Friday, March 02, 2007

Yet more blogging blackhat

I was in a talk where the presenter made a statement that polymorphic-shellcode evades IDS. Specifically, he mad the claim that IDSs fix the ADMmutate problem by triggering on it's polymorphism engine, and that he did a test with a different engine that he tested against many IDSs, and evaded virtually all of them.

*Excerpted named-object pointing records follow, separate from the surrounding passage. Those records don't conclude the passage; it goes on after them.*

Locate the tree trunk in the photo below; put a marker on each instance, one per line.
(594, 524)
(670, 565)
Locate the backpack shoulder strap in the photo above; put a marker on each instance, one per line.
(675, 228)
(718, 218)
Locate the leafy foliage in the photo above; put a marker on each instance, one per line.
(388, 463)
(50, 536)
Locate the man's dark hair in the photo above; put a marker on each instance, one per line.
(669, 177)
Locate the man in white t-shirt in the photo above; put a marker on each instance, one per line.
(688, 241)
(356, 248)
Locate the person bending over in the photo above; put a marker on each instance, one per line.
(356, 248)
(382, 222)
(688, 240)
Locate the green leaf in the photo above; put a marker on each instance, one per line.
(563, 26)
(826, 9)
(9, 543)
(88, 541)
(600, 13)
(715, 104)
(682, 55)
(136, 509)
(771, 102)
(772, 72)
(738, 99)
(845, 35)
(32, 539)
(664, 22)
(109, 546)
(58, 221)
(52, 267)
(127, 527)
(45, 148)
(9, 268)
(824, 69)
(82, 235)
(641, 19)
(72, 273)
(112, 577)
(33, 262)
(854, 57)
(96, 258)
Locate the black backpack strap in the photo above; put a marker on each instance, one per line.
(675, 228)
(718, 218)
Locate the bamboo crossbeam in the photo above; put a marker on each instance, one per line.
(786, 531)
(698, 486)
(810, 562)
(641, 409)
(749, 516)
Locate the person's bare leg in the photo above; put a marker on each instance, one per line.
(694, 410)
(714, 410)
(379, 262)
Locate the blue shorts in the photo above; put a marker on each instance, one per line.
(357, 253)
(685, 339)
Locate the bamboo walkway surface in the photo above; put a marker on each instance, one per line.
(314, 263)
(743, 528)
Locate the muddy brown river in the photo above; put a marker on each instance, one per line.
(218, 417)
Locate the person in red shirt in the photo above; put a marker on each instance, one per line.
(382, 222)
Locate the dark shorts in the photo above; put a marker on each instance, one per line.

He was wrong. The major IDSs rarely trigger on shellcode. Snort relies more on shellcode than many, but if you look at its signatures, you'll find that only a couple percent trigger on shellcode. When you restrict you analysis to just those signatures for the major vulnerabilities, I think that 0% of Snort's signatures use shellcode. The same applies to McAfee, Cisco, 3com, Juniper, and of course the IDS I created, IBM/ISS Proventia. I have probably written more IDS signatures than anybody else on the planet, and I have never written one that triggers on shellcode.

If an IDS does not trigger on shellcode, then polymorphic shellcode will not evade it. (An obvious point, but humorously, many people miss this).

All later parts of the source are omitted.